We’re at a point when we have to pass along price increases for materials and consider higher wages for employees, knowing they’re paying more at the pump and the grocery store. The temptation is to raise our prices. By doing so, however, we enter the vicious spiral in which our response exacerbates the original problem. Raising prices excessively to combat inflation eventually reduces demand and exacerbates recessions. It’s possible the Federal Reserve can stem the effects of the recession by raising interest rates and tightening monetary supply, but don’t count on it—not because it’s the government, but because it’s a difficult task.

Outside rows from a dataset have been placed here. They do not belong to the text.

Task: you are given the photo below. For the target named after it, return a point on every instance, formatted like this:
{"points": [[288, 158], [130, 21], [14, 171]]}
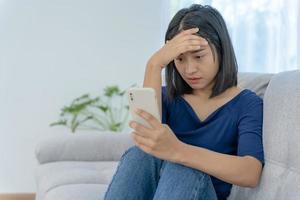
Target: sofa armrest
{"points": [[83, 147]]}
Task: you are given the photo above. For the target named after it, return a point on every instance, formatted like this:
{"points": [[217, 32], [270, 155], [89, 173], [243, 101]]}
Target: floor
{"points": [[21, 196]]}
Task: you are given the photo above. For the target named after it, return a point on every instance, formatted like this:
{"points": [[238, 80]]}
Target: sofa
{"points": [[80, 166]]}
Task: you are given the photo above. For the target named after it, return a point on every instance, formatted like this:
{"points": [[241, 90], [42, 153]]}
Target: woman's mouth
{"points": [[193, 80]]}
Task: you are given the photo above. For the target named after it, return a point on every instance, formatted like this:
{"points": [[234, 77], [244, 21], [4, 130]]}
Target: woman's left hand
{"points": [[159, 140]]}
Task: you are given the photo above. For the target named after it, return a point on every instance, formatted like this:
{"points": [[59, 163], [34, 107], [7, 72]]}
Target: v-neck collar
{"points": [[194, 114]]}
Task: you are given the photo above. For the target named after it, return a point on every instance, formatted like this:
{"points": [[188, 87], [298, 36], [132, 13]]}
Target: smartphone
{"points": [[145, 99]]}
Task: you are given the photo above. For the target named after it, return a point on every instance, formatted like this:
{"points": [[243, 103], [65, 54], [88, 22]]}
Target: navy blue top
{"points": [[234, 128]]}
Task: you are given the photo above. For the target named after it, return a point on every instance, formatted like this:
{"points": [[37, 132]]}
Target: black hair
{"points": [[212, 27]]}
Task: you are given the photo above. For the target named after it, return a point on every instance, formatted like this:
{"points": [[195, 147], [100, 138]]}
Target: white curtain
{"points": [[265, 33]]}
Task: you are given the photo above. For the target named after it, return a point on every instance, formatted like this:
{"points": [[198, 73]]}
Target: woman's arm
{"points": [[243, 171]]}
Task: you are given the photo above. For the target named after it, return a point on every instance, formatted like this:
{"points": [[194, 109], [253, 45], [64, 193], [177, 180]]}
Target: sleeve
{"points": [[165, 105], [250, 129]]}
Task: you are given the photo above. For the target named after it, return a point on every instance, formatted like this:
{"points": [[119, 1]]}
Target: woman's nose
{"points": [[190, 68]]}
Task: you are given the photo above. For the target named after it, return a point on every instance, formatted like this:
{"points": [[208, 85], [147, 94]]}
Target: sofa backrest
{"points": [[257, 82], [281, 137]]}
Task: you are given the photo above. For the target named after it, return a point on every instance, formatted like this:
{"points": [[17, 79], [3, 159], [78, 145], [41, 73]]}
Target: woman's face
{"points": [[198, 68]]}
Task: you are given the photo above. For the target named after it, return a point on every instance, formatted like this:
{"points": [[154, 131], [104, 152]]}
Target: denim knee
{"points": [[185, 170], [134, 153]]}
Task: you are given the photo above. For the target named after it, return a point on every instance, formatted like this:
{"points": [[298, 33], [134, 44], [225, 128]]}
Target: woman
{"points": [[211, 131]]}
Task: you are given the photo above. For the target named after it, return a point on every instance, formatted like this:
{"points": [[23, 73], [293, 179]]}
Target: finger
{"points": [[141, 140], [202, 40], [139, 127], [149, 118], [185, 48], [187, 32]]}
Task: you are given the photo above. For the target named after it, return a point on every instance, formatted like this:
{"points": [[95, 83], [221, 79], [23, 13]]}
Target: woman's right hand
{"points": [[181, 43]]}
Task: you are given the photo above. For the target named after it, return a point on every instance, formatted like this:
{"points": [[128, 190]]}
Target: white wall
{"points": [[54, 51]]}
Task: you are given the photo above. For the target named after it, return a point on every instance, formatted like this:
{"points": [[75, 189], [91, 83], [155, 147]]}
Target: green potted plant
{"points": [[106, 112]]}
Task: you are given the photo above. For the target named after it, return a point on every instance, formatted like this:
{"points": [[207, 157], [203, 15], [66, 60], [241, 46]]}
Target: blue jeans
{"points": [[141, 176]]}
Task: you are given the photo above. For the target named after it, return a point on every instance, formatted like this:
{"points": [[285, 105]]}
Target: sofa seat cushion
{"points": [[60, 178]]}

Even if the Fed can engineer a “soft landing”—avoiding the severe downturn and long-term recession—there may be serious consequences. Raising interest rates and reducing stimulus can decrease demand for goods and services and cause asset deflation. Higher rates discourage borrowing, which means fewer homes (new and old) and remodeling projects are sold. With asset deflation, the stock market and housing markets lose value, and spending is curbed because people feel like they have less money. We have seen stock prices plummet between 10% and 25%. Is housing next? The interest rate on a 30-year-fixed-rate mortgage is now 6.25% (as of this writing), not unreasonable historically but high when applied to all-time-high housing prices. The Mortgage Bankers Association reported in September that mortgage applications were down 14%. Housing prices may be coming down, but then longtime homeowners will feel they have less money, recent buyers may end up with homes worth less than the purchase price, and people looking to buy may not know what to do. Demand destruction in housing could be a kick in the teeth for the residential construction industry.

For those of us in construction and remodeling, with continued inflation, we get hurt; with reduced inflation (reduced demand) without a recession, we get hurt; and with reduced inflation with a recession, we get hurt. Employment is high, unemployment is low, and households have cash, so there is hope. But, even so, what do we do when we may get hurt no matter which scenario plays out?